Даже когда нам заносил пакет какой-нибудь поставщик или лакей, Франсуаза с таким видом, точно она не обращает на вошедшего никакого внимания, только указывала ему равнодушным взглядом стул, не отрываясь от работы, но при этом так искусно пользовалась несколькими мгновениями, которые лакей проводил на кухне в ожидании ответа мамы, что лишь очень редко он уходил, не унося неизгладимо запечатлевшейся в нем уверенности, что «если у нас нет экипажа, то только потому, что мы не желаем». Впрочем, если она так дорожила тем, чтобы все знали, что у нас есть деньги, что мы богаты, то не потому, чтобы богатство без всего, богатство без добродетели, являлось в глазах Франсуазы высшим благом, однако и добродетель без богатства тоже не была ее идеалом. Богатство являлось для нее как бы необходимым условием добродетели, при отсутствии которого добродетель оказалась бы лишенной достоинств и прелести. Для Франсуазы они были настолько нераздельны, что в заключение она наделила добродетель качествами богатства и, наоборот, стала требовать от добродетели некоторого комфорта и находить в богатстве нечто назидательное.

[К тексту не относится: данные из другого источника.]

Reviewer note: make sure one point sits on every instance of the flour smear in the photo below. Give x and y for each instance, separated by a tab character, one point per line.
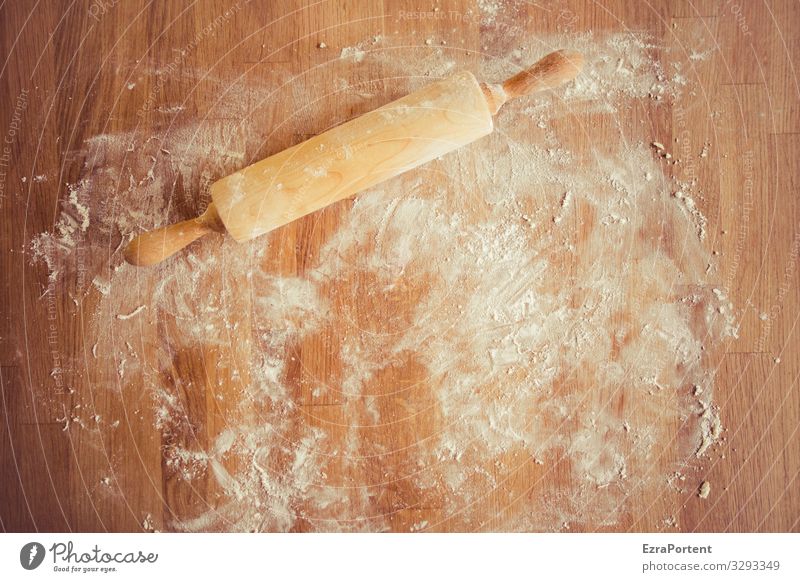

Закрыв довольно поспешно окно, — иначе мама, казалось, «разбранила бы ее на чем свет стоит», — Франсуаза начинала со вздохами убирать с кухонного стола.
— Есть Германты, которые проживают на улице Ла Шез, — говорил камердинер, — один мой приятель у них работал: служил вторым кучером. И я знаю одного парня, — он мне не приятель, а зять моего приятеля, — который отбывал в полку службу с псарем барона Германтского. «И после этого, подите ж: это не мой отец!» — приговаривал камердинер, имевший обыкновение напевать модные мотивы и пересыпать свои речи свеженькими шутками.
Франсуаза, с ее усталыми глазами уже пожилой женщины, которая притом видела все из Комбре, в неясной дали, различила не шутку, заключавшуюся в этих словах, но то, что шутка должна была в них заключаться, так как они выпадали из связи речи и были брошены с особенной силой человеком, которого она знала за шутника. Вот почему она улыбнулась с видом благожелательным и ослепленным блеском остроумия, как бы говоря: «Ох, уж этот Виктор: неисправим!» Впрочем, она была счастлива, ибо знала, что выслушивание подобного рода острот отдаленным образом связано с теми благопристойными светскими удовольствиями, ради которых все торопятся приодеться и выходят из дому, рискуя простудиться. Наконец, она считала камердинера своим другом, ибо он беспрестанно с негодованием возвещал ей об ужасных мероприятиях против духовенства, затеваемых республикой. Франсуаза еще не поняла, что самыми жестокими нашими противниками являются не те, что нам противоречат и пробуют нас убедить, а те, что преувеличивают или измышляют известия, способные нас огорчить, старательно избегая давать им хотя бы видимость оправдания, которая уменьшила бы нашу боль и внушила бы, может быть, легкое уважение к политической партии, которую они непременно хотят изобразить нам, чтоб нас совсем доконать, одновременно и беспощадной и торжествующей.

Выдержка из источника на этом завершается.